Student funding corruption probe concluded

Blade Nzimande. Picture: Nico Gous
Blade Nzimande. Picture: Nico Gous

A forensic investigation into allegations of corruption in the National Student Funding Scheme has been finalised.

The Department of Higher Education and Training (DHET) director-general Gwebinkundla Qonde announced today that the report would be submitted to minister Blade Nzimande.

He was speaking to reporters during a media briefing about the department’s state of readiness and opportunities available for matriculants at the Government Communications Information Services building in Pretoria.

Government has pumped billions of rands annually into NSFAS to assist needy students to further their studies at 26 universities and 50 Technical Vocational Education and Training (TVET) colleges in the country.

Last year, the department announced that it appointed Nexus Forensic Services in September 2015 to conduct a probe into allegations of fraud and corruption in the allocation of NSFAS at ten institutions of higher learning.

These included:

Tshwane University of Technology;

Durban University of Technology;

University of Limpopo;

North-West University;

University of the Witwatersrand;

University of Zululand;

Majuba TVET College;

King Hintsa TVET College;

Ehlanzeni TVET College; and

Buffalo City TVET College

At the time, the department said part of the probe would determine the extent of misrepresentation and fraud committed by students who qualified and have received financial aid, including parents and guardians, employees of public universities and TVET colleges, NSFAS employees and individuals who have manipulated financial aid processes to defraud NSFAS.

Speaking at the same media briefing today, Nzimande said R15.2 billion was allocated for NSFAS this year.

He said NSFAS will fund 205 000 new and continuing students at universities.

An additional 200 000 students will benefit at TVET colleges.

The minister said there were places for 197 400 new university entrants across 26 universities in the country this year.

“The 2017 university enrolment planning process addresses specific scarce skills areas, which have been identified as critical to achieve the goals of the National Development Plan, New Growth Path and Industrial Policy Action Plan in engineering sciences, animal and human health sciences, natural and physical science and teacher education,” Nzimande said.

Of the 197 400 new students, about 63 950 will be enrolling in scarce fields that include engineering programmes, life and physical sciences, human health programmes and veterinary sciences.

Government will pay the fee increase, capped at 8%, for all qualifying registered students with a gross combined family income up to R600 000 a year.

“This is a grant, which covers the increases for tuition fees and university or college managed accommodation, and will not have to be repaid by qualifying students.
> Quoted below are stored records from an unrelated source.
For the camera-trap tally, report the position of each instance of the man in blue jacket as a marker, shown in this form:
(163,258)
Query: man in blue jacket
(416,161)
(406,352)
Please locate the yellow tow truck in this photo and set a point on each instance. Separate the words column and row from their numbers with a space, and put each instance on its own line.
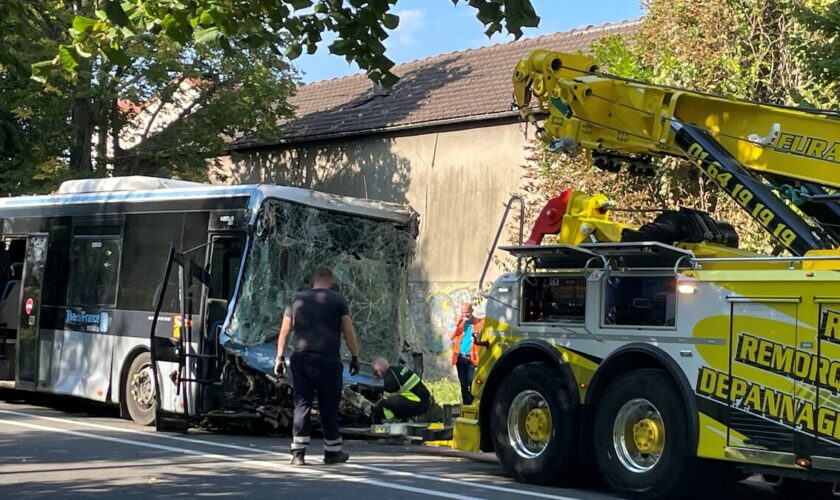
column 664, row 354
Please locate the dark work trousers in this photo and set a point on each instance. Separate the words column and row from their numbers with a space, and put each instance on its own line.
column 311, row 377
column 466, row 371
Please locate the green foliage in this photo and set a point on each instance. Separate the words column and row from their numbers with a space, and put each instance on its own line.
column 279, row 26
column 444, row 391
column 758, row 50
column 163, row 114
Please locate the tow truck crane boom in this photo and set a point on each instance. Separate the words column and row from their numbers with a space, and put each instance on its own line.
column 742, row 146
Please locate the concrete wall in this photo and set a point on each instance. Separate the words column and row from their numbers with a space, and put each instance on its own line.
column 458, row 180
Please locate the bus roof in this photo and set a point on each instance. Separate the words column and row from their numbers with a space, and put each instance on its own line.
column 254, row 193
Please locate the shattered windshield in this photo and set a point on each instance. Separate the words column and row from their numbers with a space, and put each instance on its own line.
column 368, row 257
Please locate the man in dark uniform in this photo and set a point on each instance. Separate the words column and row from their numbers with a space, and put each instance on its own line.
column 318, row 317
column 405, row 395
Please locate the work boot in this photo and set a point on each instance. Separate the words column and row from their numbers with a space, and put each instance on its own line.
column 336, row 457
column 297, row 457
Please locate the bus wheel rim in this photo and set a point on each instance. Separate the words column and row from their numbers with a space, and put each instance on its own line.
column 638, row 435
column 143, row 388
column 529, row 424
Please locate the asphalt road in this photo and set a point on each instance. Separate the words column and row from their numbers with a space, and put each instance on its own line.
column 67, row 448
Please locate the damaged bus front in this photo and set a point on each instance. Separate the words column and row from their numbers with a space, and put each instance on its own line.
column 223, row 375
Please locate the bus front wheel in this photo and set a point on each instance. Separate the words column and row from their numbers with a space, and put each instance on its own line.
column 641, row 438
column 139, row 390
column 534, row 425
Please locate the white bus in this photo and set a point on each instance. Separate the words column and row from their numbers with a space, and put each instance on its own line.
column 81, row 272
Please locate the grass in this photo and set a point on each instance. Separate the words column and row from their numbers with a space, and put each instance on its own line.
column 444, row 391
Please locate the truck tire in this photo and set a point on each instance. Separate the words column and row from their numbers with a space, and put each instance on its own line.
column 534, row 425
column 641, row 437
column 139, row 390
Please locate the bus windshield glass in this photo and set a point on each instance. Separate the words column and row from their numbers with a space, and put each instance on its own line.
column 369, row 258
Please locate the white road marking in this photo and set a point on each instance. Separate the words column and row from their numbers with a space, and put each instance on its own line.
column 371, row 468
column 229, row 458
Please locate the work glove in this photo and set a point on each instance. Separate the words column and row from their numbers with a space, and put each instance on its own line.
column 367, row 408
column 280, row 366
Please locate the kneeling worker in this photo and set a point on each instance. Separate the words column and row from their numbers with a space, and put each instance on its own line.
column 405, row 394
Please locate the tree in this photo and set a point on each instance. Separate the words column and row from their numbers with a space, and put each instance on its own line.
column 161, row 115
column 284, row 27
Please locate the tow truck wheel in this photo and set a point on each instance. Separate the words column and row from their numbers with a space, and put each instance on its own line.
column 534, row 426
column 139, row 390
column 641, row 437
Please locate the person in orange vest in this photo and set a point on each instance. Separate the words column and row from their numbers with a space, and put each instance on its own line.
column 466, row 339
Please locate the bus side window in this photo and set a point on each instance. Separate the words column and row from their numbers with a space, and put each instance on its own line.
column 95, row 256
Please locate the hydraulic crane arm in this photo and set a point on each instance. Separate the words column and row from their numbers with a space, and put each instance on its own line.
column 734, row 142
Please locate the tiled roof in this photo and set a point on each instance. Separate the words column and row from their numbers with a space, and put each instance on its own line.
column 455, row 87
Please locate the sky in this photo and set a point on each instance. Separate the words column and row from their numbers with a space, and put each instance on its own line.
column 432, row 27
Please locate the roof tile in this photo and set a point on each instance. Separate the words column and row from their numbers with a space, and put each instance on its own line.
column 457, row 85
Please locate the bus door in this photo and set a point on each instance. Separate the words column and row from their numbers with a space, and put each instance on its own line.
column 12, row 254
column 762, row 390
column 30, row 369
column 223, row 263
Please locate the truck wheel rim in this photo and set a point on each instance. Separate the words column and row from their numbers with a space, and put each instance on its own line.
column 529, row 424
column 143, row 388
column 638, row 435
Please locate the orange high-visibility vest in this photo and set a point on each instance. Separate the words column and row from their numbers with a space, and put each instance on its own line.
column 456, row 340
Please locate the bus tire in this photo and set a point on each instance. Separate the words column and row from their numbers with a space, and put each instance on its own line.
column 139, row 390
column 641, row 437
column 534, row 425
This will benefit more than 75% of university and TVET college students, and in some institutions, more than 90% of students,” Nzimande said.

He said he believed there was a third force involved in the #FeesMustFall protests, which gripped the country last year.

Nzimande said there were “opportunists” who took advantage of the legitimate cause of students.

He said these opportunists burnt down property to discredit the ANC government, while others used the protests hoping that university statuses would be damaged to start private institutions to make a “lot of money”.

Nzimande said protests over access to universities were prevalent even during the apartheid era in black universities. Government was in agreement with the students’ cause and this was evident by its policies, he said.

“We are on the same side. We have policies to fund [poor] students up to the undergraduate [level].”.